Objects are sounds that are independent from channels. There can be up to 128 objects simultaneously.
Now let's assume that a soundtrack is composed of a stereo acoustic guitar, and a mosquito flying around in a room.
The acoustic guitar will be mixed as "audio bed". This means that it will be heard through the front left and front right speakers, no matter how many speakers the system is composed of.
The mosquito flyes across the room. As it moves, it will be heard from the speaker(s) that are closest to the position of the mosquito in the room. If the mosquito flies in every corner of the room, it will be heard in turn from every speaker. If there are 2, it will be heard from 2. If there are 9, it will be heard from 9. If there are 64, it will be heard from 64 speakers. So, one single object can be heard from up to 64 different speakers.

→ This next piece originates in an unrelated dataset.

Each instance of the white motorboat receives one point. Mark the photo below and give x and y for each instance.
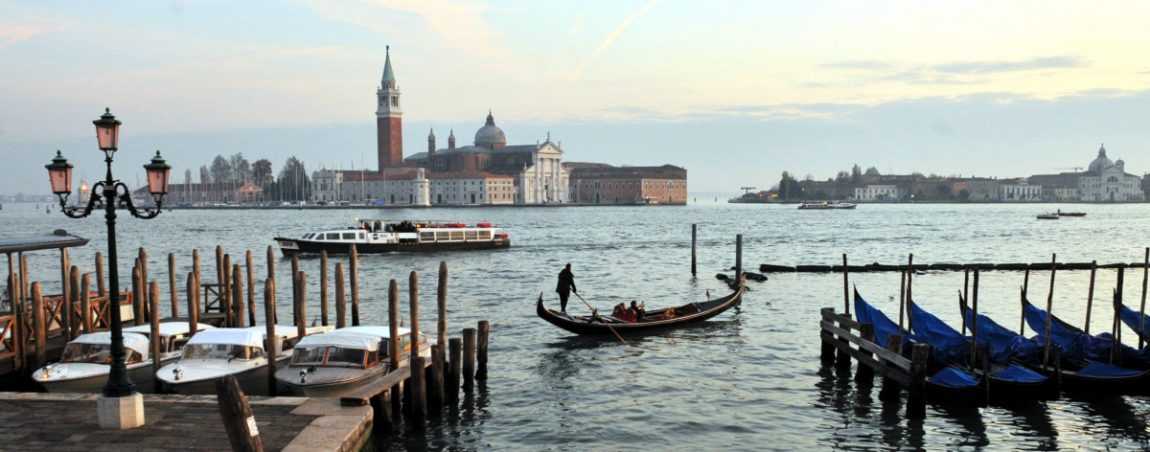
(221, 352)
(334, 364)
(86, 360)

Now the mosquito exits the room, and 128 bees enter the room, but they fly close, and they stay near a corner. Each bee has been recorded separately, and each bee is an audio object. As they stay in the same place, they will be heard from just one or two speakers. So, 128 different objects can be heard from just one or two speakers. Should they spread across the room, they will be heard from all the speakers.
Does any of this make sense to you? Audio beds are just channels. They are the static part of Atmos. The audio bed part will go to fixed speakers, no matter where they are.
Audio objects will go to those speakers that the Atmos decoder deems as the closest to where the audio object should be.
That is why even if you don't have ceiling or height speakers, even if you have a 3.1 system, you will benefit from Atmos. The audio objects will be, in every case, be reproduced by the best speaker.
(This post is intended just as an idea to help all those AVS members who seem to be struggling with these new concepts. I hope someone will write something a lot better that what I did. English is obviously not my native language!